Her unique experiences as a small farmer and mother of two children inspired her new book, as did conversations she had with other parent-farmers.

She originally wrote a series of three articles about the subject. Then she approached Storey Publishing about creating a book, which she said is the first volume to address the complexities and joys of raising children on a farm.

“It’s either a book about farming and parenting or about parenting while farming,” she said.

Kulla said she and her husband were “co-farmers,” sharing the work on the farm equally. But after their first child was born, she no longer could devote as much time to the land. At farming conferences, she talked with other parents juggling the same two full-time jobs.

“In our profession, we live where we work, so the children are very much involved,” she said. “Farming, for many, is a whole lifestyle.”

She started “Farm-Raised Kids” three years ago by doing research and interviewing 25 farm families as well as reflecting on her own experiences.

“It was really satisfying,” she said. “I met people from around the world. They shared vulnerable stories.”


Kulla, whose children are now 14 and 12, said she tried to represent everyone in the farm industry.

She talked to parents who run a large almond farm as well as those with small specialty farms and a pair of families who share a homestead on a double lot in Portland.

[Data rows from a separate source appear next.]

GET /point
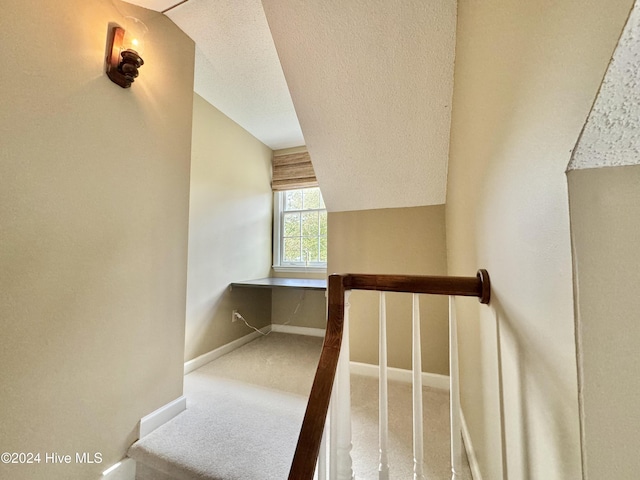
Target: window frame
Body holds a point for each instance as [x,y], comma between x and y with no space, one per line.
[278,214]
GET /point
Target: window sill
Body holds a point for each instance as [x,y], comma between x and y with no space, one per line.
[301,269]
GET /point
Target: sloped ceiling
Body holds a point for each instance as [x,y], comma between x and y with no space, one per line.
[611,135]
[371,82]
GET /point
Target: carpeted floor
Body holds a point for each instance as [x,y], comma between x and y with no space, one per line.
[244,412]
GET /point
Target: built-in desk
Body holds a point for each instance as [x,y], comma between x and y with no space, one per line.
[273,282]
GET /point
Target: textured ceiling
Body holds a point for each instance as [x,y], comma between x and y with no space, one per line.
[371,81]
[611,136]
[237,67]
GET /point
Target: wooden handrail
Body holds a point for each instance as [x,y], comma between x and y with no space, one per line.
[308,447]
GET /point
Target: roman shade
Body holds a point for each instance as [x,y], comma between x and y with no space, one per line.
[293,171]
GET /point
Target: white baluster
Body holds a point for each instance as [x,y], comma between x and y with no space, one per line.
[333,426]
[383,467]
[340,460]
[454,392]
[321,468]
[417,393]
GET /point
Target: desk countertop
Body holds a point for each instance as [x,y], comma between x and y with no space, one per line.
[273,282]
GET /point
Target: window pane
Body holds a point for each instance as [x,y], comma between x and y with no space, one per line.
[291,225]
[323,223]
[310,224]
[310,249]
[311,198]
[293,200]
[291,251]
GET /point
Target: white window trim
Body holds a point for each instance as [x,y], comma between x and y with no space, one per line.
[278,207]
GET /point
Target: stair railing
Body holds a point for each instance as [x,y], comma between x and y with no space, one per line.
[331,382]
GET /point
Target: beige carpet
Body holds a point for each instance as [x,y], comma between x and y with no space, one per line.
[244,412]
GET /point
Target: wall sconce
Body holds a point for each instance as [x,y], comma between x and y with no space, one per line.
[124,50]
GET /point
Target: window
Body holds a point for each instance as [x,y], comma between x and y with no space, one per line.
[300,230]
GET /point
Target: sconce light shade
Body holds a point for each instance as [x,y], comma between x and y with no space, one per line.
[123,53]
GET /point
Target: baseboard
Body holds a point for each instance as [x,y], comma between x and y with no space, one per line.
[292,329]
[124,470]
[198,362]
[471,454]
[432,380]
[161,416]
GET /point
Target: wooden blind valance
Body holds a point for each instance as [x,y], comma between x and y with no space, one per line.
[293,171]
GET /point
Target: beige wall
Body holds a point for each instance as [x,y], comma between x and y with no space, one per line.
[230,222]
[94,191]
[605,227]
[393,241]
[526,75]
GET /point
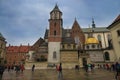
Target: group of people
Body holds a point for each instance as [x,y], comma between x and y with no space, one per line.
[17,68]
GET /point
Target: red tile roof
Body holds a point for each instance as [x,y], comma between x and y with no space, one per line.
[18,49]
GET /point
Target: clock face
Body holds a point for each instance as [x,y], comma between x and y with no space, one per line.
[55,15]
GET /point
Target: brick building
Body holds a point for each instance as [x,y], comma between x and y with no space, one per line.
[16,54]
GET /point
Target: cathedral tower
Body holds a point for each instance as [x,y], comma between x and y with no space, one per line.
[55,35]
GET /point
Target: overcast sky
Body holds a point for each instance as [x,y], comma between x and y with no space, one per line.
[25,21]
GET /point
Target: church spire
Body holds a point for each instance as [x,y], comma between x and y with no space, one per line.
[93,23]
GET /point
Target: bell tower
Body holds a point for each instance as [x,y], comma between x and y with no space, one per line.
[55,35]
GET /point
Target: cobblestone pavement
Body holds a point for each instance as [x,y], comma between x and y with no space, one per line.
[52,74]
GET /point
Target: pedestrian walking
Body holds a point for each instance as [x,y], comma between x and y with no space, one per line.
[33,67]
[2,68]
[22,68]
[117,76]
[59,69]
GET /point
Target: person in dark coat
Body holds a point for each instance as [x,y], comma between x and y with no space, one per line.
[2,68]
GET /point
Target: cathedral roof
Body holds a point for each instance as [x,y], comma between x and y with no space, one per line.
[116,21]
[97,29]
[92,41]
[56,9]
[1,36]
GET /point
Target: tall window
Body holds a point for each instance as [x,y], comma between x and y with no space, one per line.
[55,33]
[54,55]
[109,41]
[107,57]
[118,32]
[99,39]
[77,41]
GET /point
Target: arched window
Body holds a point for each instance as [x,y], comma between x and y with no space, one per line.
[77,41]
[99,37]
[107,56]
[55,33]
[54,55]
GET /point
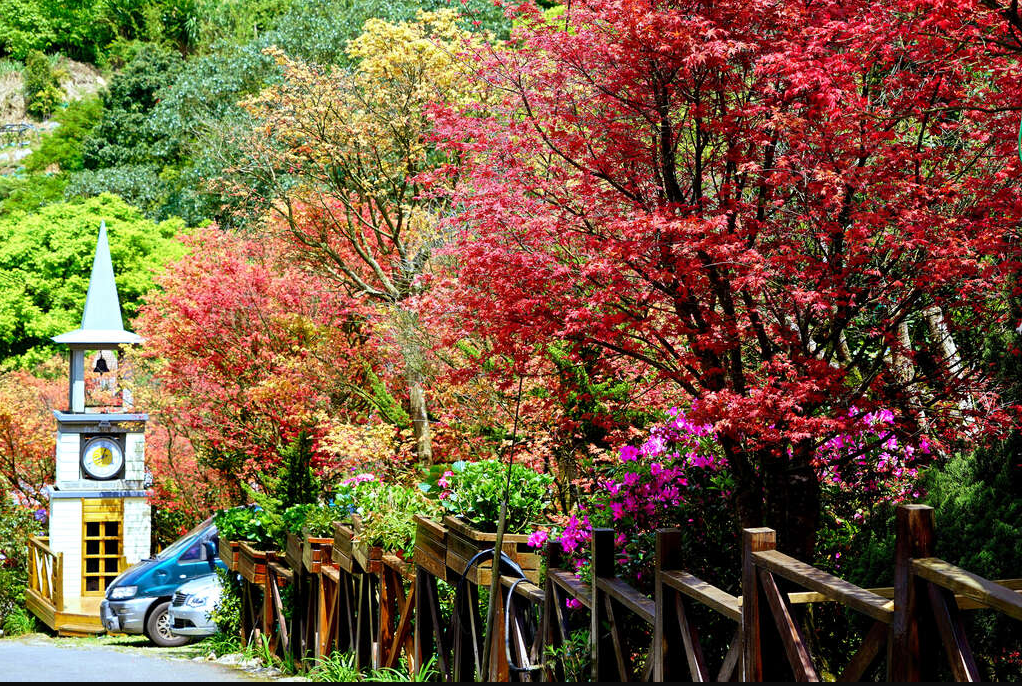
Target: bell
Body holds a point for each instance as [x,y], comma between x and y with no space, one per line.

She interviewed farmers of all ages with children ranging from infants to teens who help with the work to men and women who grew up on farms.

Many of the latter chose careers other than agriculture, she said. But they all said they appreciated growing up on the land and learning to appreciate nature.

Chapters of the book address different topics, such as safety — an important issue, Kulla said, especially keeping children safe around farm equipment and large animals. The second half of the book looks at the particular challenges of having children of various ages on the farm.

“Farm-raised Kids” is illustrated by some of Kulla’s drawings, such as she created for the earlier book, “Edible: 70 Sustainable Plants That Are Changing How We Eat,” and for her local zine published seasonally with her friend Rebecca Minifie. It also is filled with numerous color photos shot by photographers from across the country.

Now that her book is out, Kulla is concentrating on teaching writing at Chemeketa Community College. She leads courses at the Yamhill Valley Campus in McMinnville and on the main campus in Salem.